Complete step by step solution:
Consider\[\sum\limits_{n=0}^{1947}{\dfrac{1}{\mathop{2}^{n}+\sqrt{\mathop{2}^{1947}}}}\]
We can write it as
\[x=\sum\limits_{n=0}^{1947}{\dfrac{1}{\mathop{2}^{n}+{{2}^{\dfrac{1947}{2}}}}}\]………………………………………………….(i)
On expanding
 \[x=\sum\limits_{n=0}^{1947}{\dfrac{1}{\mathop{2}^{n}+\mathop{2}^{\dfrac{1947}{2}}}=\dfrac{1}{\mathop{2}^{0}+\mathop{2}^{\dfrac{1947}{2}}}+\dfrac{1}{\mathop{2}^{1}+\mathop{2}^{\dfrac{1947}{2}}}}+.................+\dfrac{1}{\mathop{2}^{1947}+\mathop{2}^{\dfrac{1947}{2}}}\] ……………………(ii)
Reverse the equation (ii)
\[x=\dfrac{1}{\mathop{2}^{1947}+\mathop{2}^{\dfrac{1947}{2}}}+\dfrac{1}{\mathop{2}^{1946}+\mathop{2}^{\dfrac{1947}{2}}}+.................+\dfrac{1}{\mathop{2}^{1}+\mathop{2}^{\dfrac{1947}{2}}}+\dfrac{1}{\mathop{2}^{0}+\mathop{2}^{\dfrac{1947}{2}}}\]
Based on above pattern we can write this
\[\Rightarrow x=\sum\limits_{n=0}^{1947}{\dfrac{1}{\mathop{2}^{1947-n}+\mathop{2}^{\dfrac{1947}{2}}}}\]…………………………………………………….(iii)
On adding equation (ii) and (ii)
\[\Rightarrow x+x=\sum\limits_{n=0}^{1947}{\dfrac{1}{\mathop{2}^{n}+\mathop{2}^{\dfrac{1947}{2}}}}+\sum\limits_{n=0}^{1947}{\dfrac{1}{\mathop{2}^{1947-n}+\mathop{2}^{\dfrac{1947}{2}}}}\]
\[\Rightarrow 2x=\sum\limits_{n=0}^{1947}{\left( \dfrac{1}{\mathop{2}^{n}+\mathop{2}^{\dfrac{1947}{2}}}+\dfrac{1}{\mathop{2}^{1947-n}+\mathop{2}^{\dfrac{1947}{2}}} \right)}\]
From the above expression we can take \[\mathop{2}^{n}\]as common from first term and \[\mathop{2}^{\dfrac{1947}{2}}\]as common from second term in denominator.
\[\Rightarrow 2x=\sum\limits_{n=0}^{1947}{\left( \dfrac{1}{{{2}^{n}}\left( 1+{{2}^{\dfrac{1947}{2}-n}} \right)}+\dfrac{1}{{{2}^{\dfrac{1947}{2}}}\left( {{2}^{1947-n-\dfrac{1947}{2}}}+1 \right)} \right)}\]

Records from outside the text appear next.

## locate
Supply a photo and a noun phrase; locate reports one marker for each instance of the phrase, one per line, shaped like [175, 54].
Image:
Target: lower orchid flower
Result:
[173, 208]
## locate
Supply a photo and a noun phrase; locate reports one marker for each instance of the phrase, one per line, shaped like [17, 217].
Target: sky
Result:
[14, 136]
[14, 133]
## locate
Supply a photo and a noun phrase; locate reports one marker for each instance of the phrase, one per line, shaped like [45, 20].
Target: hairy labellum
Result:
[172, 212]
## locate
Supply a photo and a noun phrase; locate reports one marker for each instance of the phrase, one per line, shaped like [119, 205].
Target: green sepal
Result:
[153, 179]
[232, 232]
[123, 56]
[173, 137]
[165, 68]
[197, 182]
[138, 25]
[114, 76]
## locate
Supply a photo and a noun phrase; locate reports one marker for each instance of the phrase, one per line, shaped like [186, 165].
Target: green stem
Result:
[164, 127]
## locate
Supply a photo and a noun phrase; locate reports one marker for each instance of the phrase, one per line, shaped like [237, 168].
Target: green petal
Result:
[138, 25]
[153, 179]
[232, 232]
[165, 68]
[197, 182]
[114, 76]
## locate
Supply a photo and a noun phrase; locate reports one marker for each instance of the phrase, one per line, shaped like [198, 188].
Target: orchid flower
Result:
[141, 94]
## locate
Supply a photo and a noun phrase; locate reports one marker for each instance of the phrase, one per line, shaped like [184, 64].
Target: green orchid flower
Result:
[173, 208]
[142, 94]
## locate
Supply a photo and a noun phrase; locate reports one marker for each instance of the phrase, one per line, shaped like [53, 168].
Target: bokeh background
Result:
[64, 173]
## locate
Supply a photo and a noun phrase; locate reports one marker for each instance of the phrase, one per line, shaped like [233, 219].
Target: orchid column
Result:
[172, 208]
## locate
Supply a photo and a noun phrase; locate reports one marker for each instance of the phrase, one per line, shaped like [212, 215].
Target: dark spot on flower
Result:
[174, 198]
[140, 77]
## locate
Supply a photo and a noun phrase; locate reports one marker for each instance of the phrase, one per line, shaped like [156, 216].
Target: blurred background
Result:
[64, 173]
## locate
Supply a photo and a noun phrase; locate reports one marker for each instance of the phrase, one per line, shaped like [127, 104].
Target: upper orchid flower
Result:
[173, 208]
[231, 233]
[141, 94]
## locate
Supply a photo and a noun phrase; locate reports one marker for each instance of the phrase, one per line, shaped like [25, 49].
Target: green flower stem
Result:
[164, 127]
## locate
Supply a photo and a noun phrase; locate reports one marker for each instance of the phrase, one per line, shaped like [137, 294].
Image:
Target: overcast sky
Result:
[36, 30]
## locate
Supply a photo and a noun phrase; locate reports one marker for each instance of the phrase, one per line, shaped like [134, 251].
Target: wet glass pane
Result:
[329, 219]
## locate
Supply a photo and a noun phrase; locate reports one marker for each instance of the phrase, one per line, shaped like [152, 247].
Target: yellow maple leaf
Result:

\[\Rightarrow 2x=\sum\limits_{n=0}^{1947}{\left( \dfrac{1}{{{2}^{n}}\left( 1+{{2}^{\dfrac{1947}{2}-n}} \right)}+\dfrac{1}{{{2}^{\dfrac{1947}{2}}}\left( {{2}^{\dfrac{1947}{2}-n}}+1 \right)} \right)}\]
\[\Rightarrow 2x=\sum\limits_{n=0}^{1947}{\left( \dfrac{1}{\left( 1+{{2}^{\dfrac{1947}{2}-n}} \right)}\left( \dfrac{1}{{{2}^{n}}}+\dfrac{1}{{{2}^{\dfrac{1947}{2}}}} \right) \right)}\]
\[\Rightarrow 2x=\sum\limits_{n=0}^{1947}{\left( \dfrac{1}{\left( 1+{{2}^{\dfrac{1947}{2}-n}} \right)}\left( \dfrac{{{2}^{\dfrac{1947}{2}-n}}+1}{{{2}^{\dfrac{1947}{2}}}} \right) \right)}\]
\[\Rightarrow 2x=\sum\limits_{n=0}^{1947}{\left( \dfrac{1}{{{2}^{\dfrac{1947}{2}}}} \right)}\]
\[\Rightarrow 2x=\dfrac{1948}{{{2}^{\dfrac{1947}{2}}}}\]
\[\Rightarrow x=\dfrac{974}{{{2}^{\dfrac{1947}{2}}}}\]
\[\Rightarrow x=\dfrac{487}{{{2}^{\dfrac{1945}{2}}}}\]
\[\Rightarrow x=\dfrac{487}{\sqrt{{{2}^{1945}}}}\]
Hence option (a) is correct.

Note: These types of problems are called sequence and series problems. You have to try solving these sums by making small amounts of changes and try to use progression formulas.